# How do I get rid of unused currency (coins)?



## mickmc (4 Dec 2007)

The wife and I are having a whale of a time cleaning out drawers, and we've come across a couple of jars full of coins brought home from travelling. Does anybody know how we can get rid of these? Without having to go to the airport?


----------



## Bosshog (5 Dec 2007)

give them to a charity??


----------



## Ash (5 Dec 2007)

I've seen a charity collection point for foreign currency in the local credit union.  Maybe there's something similar in your area.


----------



## europhile (2 Nov 2008)

I'm doing a big clear out and am coming across mounds of foreign coins.  Looking for somewhere in Dublin where I can get rid of them (apart from the airport).


----------



## sabre (25 Nov 2008)

Any american coinage , son is a coin collector, he,d buy some from you

sabre


----------



## tosullivan (25 Nov 2008)

I have a $2 note...worth anything?


----------



## Smashbox (25 Nov 2008)

Sell on ebay?
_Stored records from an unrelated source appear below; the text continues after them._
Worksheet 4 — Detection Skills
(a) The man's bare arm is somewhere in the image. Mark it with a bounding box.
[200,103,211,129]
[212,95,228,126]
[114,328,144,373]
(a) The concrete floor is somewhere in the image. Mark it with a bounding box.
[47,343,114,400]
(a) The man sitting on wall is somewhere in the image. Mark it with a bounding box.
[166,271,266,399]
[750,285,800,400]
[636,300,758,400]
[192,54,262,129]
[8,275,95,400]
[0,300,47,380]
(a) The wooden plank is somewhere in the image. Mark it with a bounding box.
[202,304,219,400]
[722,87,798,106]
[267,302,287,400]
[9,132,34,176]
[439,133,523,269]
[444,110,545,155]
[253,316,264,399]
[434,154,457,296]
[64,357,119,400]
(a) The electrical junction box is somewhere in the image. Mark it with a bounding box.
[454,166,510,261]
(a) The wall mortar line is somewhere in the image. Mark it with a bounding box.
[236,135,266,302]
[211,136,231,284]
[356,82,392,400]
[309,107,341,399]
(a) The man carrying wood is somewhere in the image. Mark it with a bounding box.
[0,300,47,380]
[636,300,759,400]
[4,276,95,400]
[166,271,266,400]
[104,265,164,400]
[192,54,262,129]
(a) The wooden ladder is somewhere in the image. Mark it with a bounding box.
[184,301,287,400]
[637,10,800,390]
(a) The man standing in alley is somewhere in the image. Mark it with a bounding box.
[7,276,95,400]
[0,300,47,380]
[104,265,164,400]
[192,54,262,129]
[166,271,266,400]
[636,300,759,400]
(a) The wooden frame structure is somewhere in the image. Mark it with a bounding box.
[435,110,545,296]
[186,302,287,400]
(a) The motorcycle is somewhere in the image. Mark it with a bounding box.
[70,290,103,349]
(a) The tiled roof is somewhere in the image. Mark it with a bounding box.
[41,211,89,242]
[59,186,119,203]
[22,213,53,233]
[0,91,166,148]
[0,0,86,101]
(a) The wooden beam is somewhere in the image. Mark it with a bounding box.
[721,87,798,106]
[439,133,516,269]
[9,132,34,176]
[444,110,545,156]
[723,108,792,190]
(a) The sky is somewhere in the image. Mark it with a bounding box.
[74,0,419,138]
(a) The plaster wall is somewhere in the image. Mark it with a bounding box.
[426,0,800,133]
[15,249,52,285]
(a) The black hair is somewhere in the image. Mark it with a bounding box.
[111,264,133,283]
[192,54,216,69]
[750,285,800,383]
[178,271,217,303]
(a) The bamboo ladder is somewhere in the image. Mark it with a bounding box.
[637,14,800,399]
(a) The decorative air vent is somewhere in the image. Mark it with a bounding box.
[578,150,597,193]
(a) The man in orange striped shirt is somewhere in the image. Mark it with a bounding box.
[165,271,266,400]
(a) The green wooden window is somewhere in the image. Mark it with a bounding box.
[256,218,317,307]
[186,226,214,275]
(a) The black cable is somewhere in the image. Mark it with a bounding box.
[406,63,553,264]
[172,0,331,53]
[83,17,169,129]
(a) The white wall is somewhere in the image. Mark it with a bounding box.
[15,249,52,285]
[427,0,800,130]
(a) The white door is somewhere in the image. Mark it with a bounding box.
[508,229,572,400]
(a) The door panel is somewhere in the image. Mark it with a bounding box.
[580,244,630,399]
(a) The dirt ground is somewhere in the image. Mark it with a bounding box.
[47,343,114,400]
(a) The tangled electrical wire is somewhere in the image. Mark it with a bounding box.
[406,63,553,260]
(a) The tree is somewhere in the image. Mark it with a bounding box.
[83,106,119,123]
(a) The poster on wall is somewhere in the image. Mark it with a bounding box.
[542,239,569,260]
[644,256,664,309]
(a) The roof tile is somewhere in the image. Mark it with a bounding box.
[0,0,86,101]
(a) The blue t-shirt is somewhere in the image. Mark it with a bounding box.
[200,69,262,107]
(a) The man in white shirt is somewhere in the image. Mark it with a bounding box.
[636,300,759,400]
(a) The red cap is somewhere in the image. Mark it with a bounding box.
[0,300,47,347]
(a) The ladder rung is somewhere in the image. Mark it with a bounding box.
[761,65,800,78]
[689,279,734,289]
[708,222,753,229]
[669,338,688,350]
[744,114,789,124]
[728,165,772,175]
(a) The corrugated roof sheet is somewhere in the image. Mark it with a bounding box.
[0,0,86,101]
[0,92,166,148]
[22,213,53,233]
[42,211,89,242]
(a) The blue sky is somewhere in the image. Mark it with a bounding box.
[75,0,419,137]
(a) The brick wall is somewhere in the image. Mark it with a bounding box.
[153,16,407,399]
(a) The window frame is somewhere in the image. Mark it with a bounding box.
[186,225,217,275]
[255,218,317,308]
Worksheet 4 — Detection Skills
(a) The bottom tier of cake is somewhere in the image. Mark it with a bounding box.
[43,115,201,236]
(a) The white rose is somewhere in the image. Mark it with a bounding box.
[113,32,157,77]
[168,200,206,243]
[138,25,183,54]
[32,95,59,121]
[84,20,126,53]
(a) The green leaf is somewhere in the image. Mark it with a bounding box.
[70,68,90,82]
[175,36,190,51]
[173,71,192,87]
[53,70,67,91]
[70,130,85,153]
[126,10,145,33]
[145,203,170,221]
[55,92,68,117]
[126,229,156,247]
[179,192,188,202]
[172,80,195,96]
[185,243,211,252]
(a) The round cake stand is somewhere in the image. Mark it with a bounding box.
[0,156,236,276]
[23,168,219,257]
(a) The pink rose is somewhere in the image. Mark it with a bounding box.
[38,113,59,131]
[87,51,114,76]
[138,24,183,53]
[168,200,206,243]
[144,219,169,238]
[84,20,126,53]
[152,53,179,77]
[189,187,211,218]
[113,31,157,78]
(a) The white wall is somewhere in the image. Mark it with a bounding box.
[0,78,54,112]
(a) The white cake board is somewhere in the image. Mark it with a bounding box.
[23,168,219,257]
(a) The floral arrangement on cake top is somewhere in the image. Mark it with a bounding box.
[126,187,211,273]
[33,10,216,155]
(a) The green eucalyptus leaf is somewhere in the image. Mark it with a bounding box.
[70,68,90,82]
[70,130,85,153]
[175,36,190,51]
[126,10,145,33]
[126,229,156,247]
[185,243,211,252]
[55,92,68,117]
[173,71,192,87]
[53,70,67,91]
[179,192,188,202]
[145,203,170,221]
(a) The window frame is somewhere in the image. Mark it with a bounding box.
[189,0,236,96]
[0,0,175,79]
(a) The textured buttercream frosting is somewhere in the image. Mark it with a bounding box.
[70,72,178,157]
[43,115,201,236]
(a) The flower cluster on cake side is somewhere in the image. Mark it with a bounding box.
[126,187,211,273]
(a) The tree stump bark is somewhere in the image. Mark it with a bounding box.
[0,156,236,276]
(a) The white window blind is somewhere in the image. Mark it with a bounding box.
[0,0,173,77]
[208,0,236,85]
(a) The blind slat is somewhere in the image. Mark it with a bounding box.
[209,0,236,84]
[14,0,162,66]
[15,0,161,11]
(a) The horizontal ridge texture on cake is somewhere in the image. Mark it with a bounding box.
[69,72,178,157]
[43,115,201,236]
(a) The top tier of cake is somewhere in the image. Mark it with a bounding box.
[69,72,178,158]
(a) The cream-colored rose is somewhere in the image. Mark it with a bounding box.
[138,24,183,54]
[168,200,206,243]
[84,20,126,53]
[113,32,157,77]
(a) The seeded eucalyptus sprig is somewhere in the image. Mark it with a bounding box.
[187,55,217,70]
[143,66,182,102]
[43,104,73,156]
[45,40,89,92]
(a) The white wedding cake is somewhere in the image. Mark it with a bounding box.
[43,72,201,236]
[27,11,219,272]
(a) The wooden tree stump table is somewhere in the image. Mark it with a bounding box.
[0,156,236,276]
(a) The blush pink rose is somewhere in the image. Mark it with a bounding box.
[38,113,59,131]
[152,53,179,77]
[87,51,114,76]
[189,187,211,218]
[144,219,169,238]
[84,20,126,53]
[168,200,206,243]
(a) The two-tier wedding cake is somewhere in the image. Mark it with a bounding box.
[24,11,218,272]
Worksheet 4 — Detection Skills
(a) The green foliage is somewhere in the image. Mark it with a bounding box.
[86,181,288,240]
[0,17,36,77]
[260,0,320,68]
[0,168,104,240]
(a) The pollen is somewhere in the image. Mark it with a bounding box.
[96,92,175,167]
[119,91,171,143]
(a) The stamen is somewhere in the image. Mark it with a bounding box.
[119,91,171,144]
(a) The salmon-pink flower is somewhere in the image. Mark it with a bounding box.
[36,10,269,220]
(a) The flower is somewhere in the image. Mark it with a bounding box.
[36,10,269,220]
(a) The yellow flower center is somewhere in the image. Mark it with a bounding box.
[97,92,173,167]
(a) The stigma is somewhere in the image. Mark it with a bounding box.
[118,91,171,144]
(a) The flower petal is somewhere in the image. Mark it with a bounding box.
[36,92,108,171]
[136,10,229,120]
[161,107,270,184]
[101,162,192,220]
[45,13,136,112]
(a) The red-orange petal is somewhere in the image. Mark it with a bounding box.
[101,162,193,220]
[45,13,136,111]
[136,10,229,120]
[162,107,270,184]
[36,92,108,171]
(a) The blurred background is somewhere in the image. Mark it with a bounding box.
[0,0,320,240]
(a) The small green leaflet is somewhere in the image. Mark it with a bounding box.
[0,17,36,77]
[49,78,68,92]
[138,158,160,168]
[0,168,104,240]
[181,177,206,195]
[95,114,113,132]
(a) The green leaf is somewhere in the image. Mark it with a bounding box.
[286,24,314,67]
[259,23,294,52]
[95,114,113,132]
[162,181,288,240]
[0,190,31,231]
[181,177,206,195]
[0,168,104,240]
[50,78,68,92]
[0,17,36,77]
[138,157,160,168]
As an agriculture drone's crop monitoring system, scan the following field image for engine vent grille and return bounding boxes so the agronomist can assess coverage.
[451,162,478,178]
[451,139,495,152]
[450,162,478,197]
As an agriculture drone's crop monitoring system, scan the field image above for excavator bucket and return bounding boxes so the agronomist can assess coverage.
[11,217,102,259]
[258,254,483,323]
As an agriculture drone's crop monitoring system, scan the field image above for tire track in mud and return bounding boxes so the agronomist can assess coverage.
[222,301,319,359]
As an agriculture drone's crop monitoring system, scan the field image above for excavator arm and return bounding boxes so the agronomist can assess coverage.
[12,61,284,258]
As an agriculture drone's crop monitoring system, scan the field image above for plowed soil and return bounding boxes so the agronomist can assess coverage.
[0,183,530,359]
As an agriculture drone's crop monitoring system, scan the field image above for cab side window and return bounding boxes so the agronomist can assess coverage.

To collectors.

Send to this crowd : http://www.cash4coins.co.uk/

Charity?


----------



## bankrupt (19 Dec 2008)

Does anyone know of any charities in Dublin currently collecting large amounts of change, including foreign change (mostly US)?


----------



## Smashbox (19 Dec 2008)

I recently stayed in the Days Inn by the airport, and they had envelopes in each room collecting your unused foreign cash.

Are you nearby to ask them for an envelope? It was a charity but didnt pay close enough attention!


----------